C’est dans ce paradis idyllique qu’ Elizabeth von Arnim cherche à mettre "son âme en sécurité", elle y parviendra par intermittence dans une parfaite symbiose avec la nature dans laquelle elle se fond corps et âme et qu’elle exprime avec magnificence et poésie : "Durant ces brûlantes journées d’août, je vis dans une si grande gloire de lumière et de couleur que j’ai l’impression d’être au coeur étincelant d’un joyau". Mais cette plénitude est souvent interrompue par des réminiscences liées à la guerre, la perte d’un frère au combat en 1918, sa vie affective perturbée par sa séparation d’avec Francis Russel, elle essaie de se détourner de ses préoccupations et confie dans son livre "On est reconnaissant au moins d’être au jour d’aujourd’hui et non plus alors" et de dénoncer "les tueries et massacres de jeunes corps".
Dans ses randonnées en montagne, elle n’est jamais seule, ses lectures la suivent où qu’elle aille, elle relit une lettre élogieuse que lui a envoyé Henry James en 1913..Mais c’est la rencontre inopinée avec deux Anglaises qu’elle invitera à séjourner chez elle qui apportera un tournant au roman.
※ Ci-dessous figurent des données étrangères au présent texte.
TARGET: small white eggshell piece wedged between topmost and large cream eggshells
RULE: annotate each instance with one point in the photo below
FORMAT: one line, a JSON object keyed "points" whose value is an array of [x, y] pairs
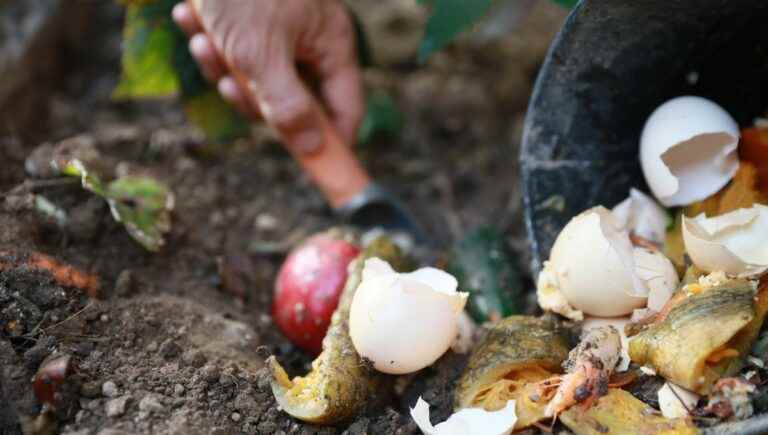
{"points": [[641, 215]]}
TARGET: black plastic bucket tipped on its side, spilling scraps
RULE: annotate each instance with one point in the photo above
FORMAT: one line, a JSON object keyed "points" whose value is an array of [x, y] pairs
{"points": [[611, 65]]}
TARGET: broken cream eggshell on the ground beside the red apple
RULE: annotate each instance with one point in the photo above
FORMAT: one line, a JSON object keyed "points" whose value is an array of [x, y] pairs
{"points": [[404, 322]]}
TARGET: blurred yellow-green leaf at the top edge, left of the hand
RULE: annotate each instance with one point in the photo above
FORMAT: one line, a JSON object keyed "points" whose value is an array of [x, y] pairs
{"points": [[149, 42]]}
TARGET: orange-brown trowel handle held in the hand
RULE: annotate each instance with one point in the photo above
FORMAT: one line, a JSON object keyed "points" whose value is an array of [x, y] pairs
{"points": [[333, 167]]}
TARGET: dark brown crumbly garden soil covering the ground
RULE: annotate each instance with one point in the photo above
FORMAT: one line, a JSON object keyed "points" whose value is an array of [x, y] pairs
{"points": [[174, 342]]}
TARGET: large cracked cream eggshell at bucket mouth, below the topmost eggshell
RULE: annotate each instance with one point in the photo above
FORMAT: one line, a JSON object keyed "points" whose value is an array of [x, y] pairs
{"points": [[598, 272]]}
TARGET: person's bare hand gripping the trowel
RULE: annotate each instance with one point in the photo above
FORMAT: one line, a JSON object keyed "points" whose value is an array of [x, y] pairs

Car si la narratrice apprécie la solitude, celle-ci finit par lui peser car elle remarque "Etrangement, écrire rend moins solitaire". S’ensuit alors une histoire dans l’histoire car Mrs Barnes et sa soeur Dolly partagent un secret que la narratrice va nous faire découvrir au fil des pages.
Rejetée par la société anglaise en raison d’un mariage qui heurte la morale de l’époque, Dolly vit sous la houlette et l’aile protectrice de l’austère Mrs Barnes.
Avec finesse, élégance et humour, la narratrice va nous convier dans ce chalet où un couple de gardiens et les invitées vont devenir, à leurs dépens, les acteurs d’un huis clos ! Désargentées, les deux soeurs souhaitent vivre avec parcimonie dans la plus grande frugalité pour ne rien devoir à leur hôtesse, ce qui génère des quiproquos drolatiques car les Antoine, à savoir les gardiens, imaginent que c’est "Madame" qui impose ces restrictions. Quand la narratrice évoque "la tyrannie de l’altruisme", nous rions de "ces combats de générosité" où chacun s’efforce de faire plaisir à l’autre " supposant qu’elles pourront rendre l’autre heureux".
L’arrivée de l’oncle, que Mme Antoine, la femme du gardien, ne cesse d’appeler "Monsieur l’Evêque", va changer la donne et l’histoire va prendre un nouveau tournant !
On reconnaît dans ce roman, la musique propre aux écrits d’Elizabeth von Arnim, le petit jardin qui jouxte le chalet renvoie à celui de son jardin allemand car l’autrice a ce rapport particulier et intime avec la nature qui lui permet de renouer avec son âme végétale et de nous faire entendre le chant de la terre. Dans tous ses livres, on retrouve cette magie où les mots poussent comme des fleurs et embaument son jardin d’écriture pour nous délivrer cette lumière intemporelle et universelle qu’elle nomme "la félicité" et qu’elle explique ainsi "Rien que respirer, c’était un bonheur. Je pense que la plus grande bénédiction que j’ai connue dans ma vie a été d’avoir pu si souvent éprouver la félicité qu’il y a dans le simple fait de respirer".